Montréal

Projet Montréal veut limiter les «flips» immobiliers

Valérie Plante, mairesse de Montréal
Photo: Josie Desmarais/Métro

Projet Montréal profite des agissements d’un candidat d’Ensemble Montréal qui aurait pratiqué des «flips» immobiliers pour s’engager à les limiter dans un éventuel second mandat.
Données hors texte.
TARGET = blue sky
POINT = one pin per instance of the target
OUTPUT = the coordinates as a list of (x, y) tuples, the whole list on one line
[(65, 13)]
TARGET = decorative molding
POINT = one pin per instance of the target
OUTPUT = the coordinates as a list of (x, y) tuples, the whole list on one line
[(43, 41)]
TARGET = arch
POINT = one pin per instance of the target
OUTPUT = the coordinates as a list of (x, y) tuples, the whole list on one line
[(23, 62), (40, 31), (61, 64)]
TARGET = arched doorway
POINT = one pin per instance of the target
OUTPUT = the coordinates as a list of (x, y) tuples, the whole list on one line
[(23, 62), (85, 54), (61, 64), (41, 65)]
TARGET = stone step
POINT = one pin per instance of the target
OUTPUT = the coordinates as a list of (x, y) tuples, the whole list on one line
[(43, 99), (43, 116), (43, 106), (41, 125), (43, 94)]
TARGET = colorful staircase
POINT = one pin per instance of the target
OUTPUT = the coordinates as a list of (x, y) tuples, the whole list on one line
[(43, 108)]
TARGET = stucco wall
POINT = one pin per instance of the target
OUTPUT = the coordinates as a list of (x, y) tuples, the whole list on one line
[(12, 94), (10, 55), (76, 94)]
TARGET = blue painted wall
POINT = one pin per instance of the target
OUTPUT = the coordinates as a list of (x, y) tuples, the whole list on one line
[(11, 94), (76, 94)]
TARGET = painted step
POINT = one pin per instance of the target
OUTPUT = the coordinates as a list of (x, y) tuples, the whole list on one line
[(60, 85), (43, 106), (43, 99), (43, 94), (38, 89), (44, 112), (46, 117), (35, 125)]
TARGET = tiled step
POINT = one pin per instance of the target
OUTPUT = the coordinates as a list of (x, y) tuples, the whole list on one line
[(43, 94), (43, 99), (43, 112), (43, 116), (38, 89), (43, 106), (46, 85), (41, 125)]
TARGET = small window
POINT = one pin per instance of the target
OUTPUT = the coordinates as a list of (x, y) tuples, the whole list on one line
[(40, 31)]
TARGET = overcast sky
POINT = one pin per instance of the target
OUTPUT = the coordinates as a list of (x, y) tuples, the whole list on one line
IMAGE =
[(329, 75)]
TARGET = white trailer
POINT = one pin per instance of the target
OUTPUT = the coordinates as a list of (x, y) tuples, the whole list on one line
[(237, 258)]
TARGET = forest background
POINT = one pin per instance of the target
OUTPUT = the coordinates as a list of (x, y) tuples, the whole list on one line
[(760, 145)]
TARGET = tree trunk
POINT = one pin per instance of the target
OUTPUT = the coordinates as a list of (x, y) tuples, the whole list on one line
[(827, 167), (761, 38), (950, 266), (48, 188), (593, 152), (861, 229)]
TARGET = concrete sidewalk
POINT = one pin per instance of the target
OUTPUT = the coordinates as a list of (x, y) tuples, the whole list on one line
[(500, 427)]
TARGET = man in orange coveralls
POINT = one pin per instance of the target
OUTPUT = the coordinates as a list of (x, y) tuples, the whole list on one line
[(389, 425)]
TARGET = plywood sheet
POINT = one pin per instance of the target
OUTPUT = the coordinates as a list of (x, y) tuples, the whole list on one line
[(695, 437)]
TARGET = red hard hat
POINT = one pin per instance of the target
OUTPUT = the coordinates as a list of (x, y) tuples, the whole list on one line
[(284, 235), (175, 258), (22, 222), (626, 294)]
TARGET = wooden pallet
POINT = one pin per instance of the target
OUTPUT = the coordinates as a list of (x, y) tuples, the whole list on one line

La revente d’un bien serait alors soumise à une durée de possession minimale.

Précisément, Projet Montréal utilisera «la modulation du droit de mutation pour décourager les reventes rapides à fort profit». Pour cela, le parti de la mairesse souhaite obtenir le pouvoir de moduler le droit de mutation de Québec.

«Les révélations du Journal de Montréal entourant les actions déplorables du candidat d’Ensemble Montréal à la mairie de Verdun, Antoine Richard, témoignent de l’urgence d’encadrer les «flips» immobiliers, qui font rapidement grimper les prix des maisons et des loyers et nuisent directement à l’abordabilité de la métropole», explique le parti municipal par voie de communiqué.

Des munitions pour Projet Montréal

L’équipe de Projet Montréal profite de ces révélations pour tirer à boulet rouge sur le candidat d’Ensemble Montréal, et par extension sur son chef, Denis Coderre.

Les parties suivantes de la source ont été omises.